Create configs/task/my_new_task.yaml:

# Task-specific evaluation function configuration
evaluate_function:
  _target_: examples.my_new_task.evaluate.main
  program_path: ???  # Placeholder, filled at runtime
  results_dir: ???   # Placeholder, filled at runtime

# Job configuration (where/how to run the evaluation)
distributed_job_config:
  _target_: genesis.launch.LocalJobConfig
  eval_program_path: "examples/my_new_task/evaluate.py"

# Evolution configuration overrides for this task
evo_config:
  task_sys_msg: |
    You are an expert Python programmer.
    Your goal is to implement a function that calculates the square of a number.
    Optimize for correctness and clean code.

  language: "python"
  init_program_path: "examples/my_new_task/initial.py"
  job_type: "local"

exp_name: "my_new_task_experiment"

Step 4: Run the Evolution¶

You can now run your task using genesis_launch by combining your task config with other default configs.

The easiest way is to use the task argument:

genesis_launch \
    task=my_new_task \
    database=island_small \
    evolution=small_budget \
    cluster=local

Creating a Reusable Variant (Optional)¶

If you run this configuration often, create a "variant" file in configs/variant/my_task_variant.yaml:

defaults:
  - override /database@_global_: island_small
  - override /evolution@_global_: small_budget
  - override /task@_global_: my_new_task
  - override /cluster@_global_: local
  - _self_

# You can add further overrides here
evo_config:
  num_generations: 50

variant_suffix: "_my_task_run"

Then run it simply with:

genesis_launch variant=my_task_variant

Advanced: Optimizing Other Languages (Rust, C++, etc.)¶

Genesis can optimize code in any language!

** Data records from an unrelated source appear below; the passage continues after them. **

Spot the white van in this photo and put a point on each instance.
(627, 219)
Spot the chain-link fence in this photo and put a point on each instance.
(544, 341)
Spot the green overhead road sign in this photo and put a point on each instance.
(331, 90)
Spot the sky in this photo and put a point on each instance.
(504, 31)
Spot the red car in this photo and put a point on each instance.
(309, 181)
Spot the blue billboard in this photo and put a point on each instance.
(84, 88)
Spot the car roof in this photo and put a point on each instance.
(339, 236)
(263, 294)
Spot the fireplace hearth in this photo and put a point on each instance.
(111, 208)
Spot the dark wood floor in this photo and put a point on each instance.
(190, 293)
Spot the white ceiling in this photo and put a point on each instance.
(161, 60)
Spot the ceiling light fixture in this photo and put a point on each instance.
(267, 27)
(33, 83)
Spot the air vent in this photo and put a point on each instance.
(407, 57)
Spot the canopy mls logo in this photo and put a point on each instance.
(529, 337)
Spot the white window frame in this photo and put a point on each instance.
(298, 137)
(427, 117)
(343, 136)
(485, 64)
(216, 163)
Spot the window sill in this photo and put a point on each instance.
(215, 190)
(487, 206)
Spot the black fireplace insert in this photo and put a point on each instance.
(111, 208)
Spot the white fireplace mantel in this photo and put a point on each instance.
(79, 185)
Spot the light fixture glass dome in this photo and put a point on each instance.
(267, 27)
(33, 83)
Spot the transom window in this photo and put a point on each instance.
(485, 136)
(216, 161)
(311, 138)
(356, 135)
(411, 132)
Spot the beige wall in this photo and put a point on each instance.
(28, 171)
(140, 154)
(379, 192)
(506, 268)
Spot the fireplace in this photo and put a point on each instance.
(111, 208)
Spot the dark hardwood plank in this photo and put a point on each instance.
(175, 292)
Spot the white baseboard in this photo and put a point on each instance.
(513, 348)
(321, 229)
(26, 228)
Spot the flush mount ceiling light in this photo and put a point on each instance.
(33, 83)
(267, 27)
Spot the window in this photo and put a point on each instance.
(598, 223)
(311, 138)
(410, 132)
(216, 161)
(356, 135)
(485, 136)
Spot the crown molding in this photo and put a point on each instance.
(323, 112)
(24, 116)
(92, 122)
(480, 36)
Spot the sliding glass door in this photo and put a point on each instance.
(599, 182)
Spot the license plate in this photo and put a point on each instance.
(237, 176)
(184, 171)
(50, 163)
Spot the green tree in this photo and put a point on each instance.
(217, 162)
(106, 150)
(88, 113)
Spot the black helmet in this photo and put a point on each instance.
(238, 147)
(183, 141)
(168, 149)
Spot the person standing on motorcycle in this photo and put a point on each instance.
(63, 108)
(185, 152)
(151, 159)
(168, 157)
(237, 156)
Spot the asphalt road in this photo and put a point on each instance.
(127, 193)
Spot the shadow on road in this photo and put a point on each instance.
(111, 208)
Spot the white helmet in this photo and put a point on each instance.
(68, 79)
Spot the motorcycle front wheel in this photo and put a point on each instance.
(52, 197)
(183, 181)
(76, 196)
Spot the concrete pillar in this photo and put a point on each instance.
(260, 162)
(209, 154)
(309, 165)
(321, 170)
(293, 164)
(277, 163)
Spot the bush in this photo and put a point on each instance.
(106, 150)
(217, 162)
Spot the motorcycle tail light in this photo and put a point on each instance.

Initial Code: Write initial.rs (or .cpp, etc.) with EVOLVE-BLOCK comments.
Configuration: Set evo_config.language: "rust" (helps the LLM with syntax).
Evaluator: Your evaluate.py simply needs to:
- Read the candidate file path provided by Genesis.
- Compile the code (e.g., subprocess.run(["rustc", candidate_path])).
- Run the binary and capture output.
- Parse the output to compute the fitness score.

See examples/mask_to_seg_rust/ for a concrete example.